Il n’y a que le médecin traitant qui puisse prescrire et éventuellement renouveler un mi-temps thérapeutique.

Le salarié effectuant un temps partiel thérapeutique, est rémunéré par son employeur au prorata du temps de travail effectué. Lors d’un mi-temps thérapeutique, des indemnités journalières maladie peuvent être versées ou maintenues, en tout ou en partie, par la caisse de Sécurité sociale de l’assuré et ce, pendant une durée déterminée par la CPAM.

Au 1er janvier 2019, les conditions d’accès à ce régime particulier ont été modifiées et sont désormais moins restrictives.

Quelles sont les conditions pour bénéficier d’un mi-temps thérapeutique ?

La reprise du travail à temps partiel ne correspond pas à du mi-temps strict, le pourcentage d’activité peut être très progressif jusqu’à la reprise à temps complet.

Le mi-temps thérapeutique est indiqué dans les situations suivantes :

  • Lorsque la reprise ou le maintien du travail est préconisé par le médecin, car de nature à favoriser l’amélioration de l’état de santé du patient
  • Lorsque le salarié suit une rééducation ou réadaptation professionnelle pour trouver un emploi compatible avec son état de santé

À NOTER

Depuis le 1er janvier 2019, il n'est plus nécessaire d'obtenir un arrêt maladie au préalable pour se voir prescrire un mi-temps thérapeutique.

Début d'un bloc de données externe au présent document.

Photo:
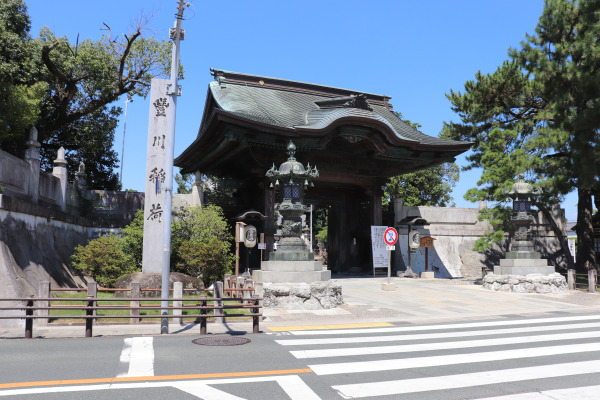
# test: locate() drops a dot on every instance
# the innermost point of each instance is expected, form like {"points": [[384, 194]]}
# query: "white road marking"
{"points": [[137, 357], [389, 388], [447, 326], [434, 361], [579, 393], [427, 336], [320, 353], [293, 386]]}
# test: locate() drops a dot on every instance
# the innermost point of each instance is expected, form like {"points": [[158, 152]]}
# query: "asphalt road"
{"points": [[513, 358]]}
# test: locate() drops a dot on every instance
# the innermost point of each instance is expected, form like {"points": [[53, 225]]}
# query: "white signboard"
{"points": [[380, 253]]}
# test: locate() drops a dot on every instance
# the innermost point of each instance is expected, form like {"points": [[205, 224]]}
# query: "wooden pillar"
{"points": [[333, 237]]}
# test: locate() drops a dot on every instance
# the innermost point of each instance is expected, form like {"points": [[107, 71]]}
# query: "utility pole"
{"points": [[176, 36]]}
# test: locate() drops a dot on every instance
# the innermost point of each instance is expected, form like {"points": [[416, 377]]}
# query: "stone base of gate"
{"points": [[533, 283], [302, 296]]}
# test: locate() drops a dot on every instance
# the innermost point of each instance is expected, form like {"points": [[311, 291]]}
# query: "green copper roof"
{"points": [[307, 107]]}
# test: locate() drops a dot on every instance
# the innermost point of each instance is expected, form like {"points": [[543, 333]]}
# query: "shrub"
{"points": [[103, 260], [201, 243], [132, 242], [208, 261]]}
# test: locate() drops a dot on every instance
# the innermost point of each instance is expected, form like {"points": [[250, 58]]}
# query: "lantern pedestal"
{"points": [[522, 259]]}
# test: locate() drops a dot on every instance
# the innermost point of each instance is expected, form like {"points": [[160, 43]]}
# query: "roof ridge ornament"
{"points": [[358, 101], [291, 150]]}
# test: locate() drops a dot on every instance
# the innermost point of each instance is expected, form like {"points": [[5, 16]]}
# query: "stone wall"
{"points": [[456, 230], [36, 246]]}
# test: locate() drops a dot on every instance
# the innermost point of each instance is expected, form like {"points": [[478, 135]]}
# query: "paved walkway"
{"points": [[414, 301]]}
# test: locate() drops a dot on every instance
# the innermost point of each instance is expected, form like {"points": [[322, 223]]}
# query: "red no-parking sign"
{"points": [[390, 236]]}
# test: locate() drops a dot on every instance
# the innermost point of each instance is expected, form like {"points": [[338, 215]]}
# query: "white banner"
{"points": [[380, 253]]}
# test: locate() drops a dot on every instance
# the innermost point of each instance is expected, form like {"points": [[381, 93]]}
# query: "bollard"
{"points": [[239, 283], [43, 293], [218, 302], [29, 321], [259, 290], [255, 317], [592, 280], [135, 293], [204, 304], [571, 279], [178, 294], [246, 294]]}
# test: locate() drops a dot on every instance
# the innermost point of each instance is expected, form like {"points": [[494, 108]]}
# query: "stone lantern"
{"points": [[290, 181], [522, 195], [522, 259]]}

Le mi-temps thérapeutique peut également être prescrit dans le cadre d’une grossesse pathologique. Par ailleurs, depuis 2012, il est possible de bénéficier d’un mi-temps thérapeutique en raison d’une Affection de longue durée (ALD), d’une déclaration d’accident du travail ou de maladie professionnelle.

Qui paye le travailleur en mi-temps thérapeutique ?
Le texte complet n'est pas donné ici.